Hierarchical Visual Feature Aggregation for OCR-Free Document Understanding

Jaeyoo Park,Jin Young Choi,Jeonghyung Park,Bohyung Han
2024-11-08
Abstract:We present a novel OCR-free document understanding framework based on pretrained Multimodal Large Language Models (MLLMs). Our approach employs multi-scale visual features to effectively handle various font sizes within document images. To address the increasing costs of considering the multi-scale visual inputs for MLLMs, we propose the Hierarchical Visual Feature Aggregation (HVFA) module, designed to reduce the number of input tokens to LLMs. Leveraging a feature pyramid with cross-attentive pooling, our approach effectively manages the trade-off between information loss and efficiency without being affected by varying document image sizes. Furthermore, we introduce a novel instruction tuning task, which facilitates the model's text-reading capability by learning to predict the relative positions of input text, eventually minimizing the risk of truncated text caused by the limited capacity of LLMs. Comprehensive experiments validate the effectiveness of our approach, demonstrating superior performance in various document understanding tasks.

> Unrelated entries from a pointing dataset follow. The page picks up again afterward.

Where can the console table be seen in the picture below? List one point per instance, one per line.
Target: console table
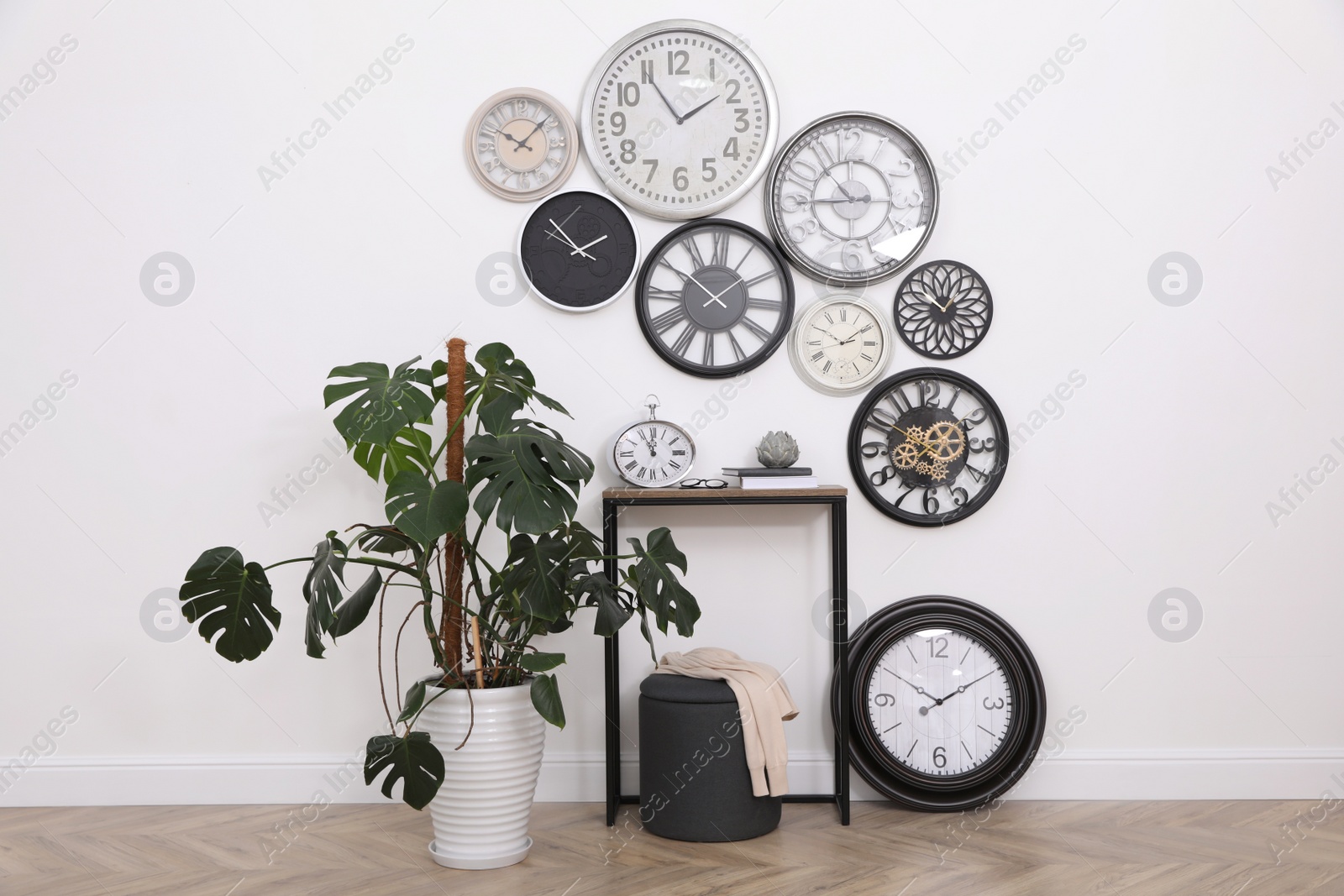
(832, 496)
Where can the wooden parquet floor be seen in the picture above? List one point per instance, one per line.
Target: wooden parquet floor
(1021, 849)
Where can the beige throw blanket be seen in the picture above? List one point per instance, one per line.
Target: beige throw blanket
(764, 705)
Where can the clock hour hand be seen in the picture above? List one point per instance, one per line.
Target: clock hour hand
(963, 688)
(931, 298)
(667, 102)
(922, 692)
(580, 249)
(844, 199)
(712, 297)
(566, 238)
(848, 197)
(698, 107)
(528, 139)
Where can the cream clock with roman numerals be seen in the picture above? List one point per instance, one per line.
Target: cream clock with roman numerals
(522, 144)
(679, 120)
(840, 344)
(654, 453)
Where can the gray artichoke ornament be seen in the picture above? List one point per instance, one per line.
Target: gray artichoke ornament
(777, 449)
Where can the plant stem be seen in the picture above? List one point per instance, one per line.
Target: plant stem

Computer Vision and Pattern Recognition
What problem does this paper attempt to address?
The main problem that this paper attempts to solve is the challenges faced by existing document understanding frameworks when dealing with multi - scale document images, especially how to effectively process text and visual elements with different font sizes and complex layouts in documents without relying on external OCR engines. Specifically, the paper focuses on the following points: 1. **Processing of multi - scale visual input**: Existing document understanding models have difficulty effectively processing document images containing multiple font sizes and complex layouts, especially when facing high - resolution images and different aspect ratios. 2. **Increase in computational cost**: In order to process multi - scale visual input, models require more computational resources. Especially for large - scale language models (LLMs) with self - attention mechanisms, their computational complexity is quadratic, which significantly increases the cost of processing multi - scale features. 3. **Text truncation problem**: Due to the limited input capacity of large - scale language models, directly reading the entire document text may lead to information loss, especially when dealing with long texts. To solve these problems, the paper proposes an OCR - free document understanding framework based on pre - trained multi - modal large models (MLLMs) and introduces the following key techniques: - **Hierarchical Visual Feature Aggregation (HVFA) module**: By constructing a feature pyramid and applying cross - attention pooling to reduce the number of visual tokens input to LLMs, thereby reducing computational costs while retaining key information. - **Relative Text - Position Prediction Task (RTPP)**: By learning to predict the relative positions of input texts, the text - reading ability of the model is enhanced, and the text truncation problem caused by the input capacity limitation of LLMs is avoided. These techniques work together to enable the framework to perform well in various document understanding tasks, especially when dealing with multi - scale document images.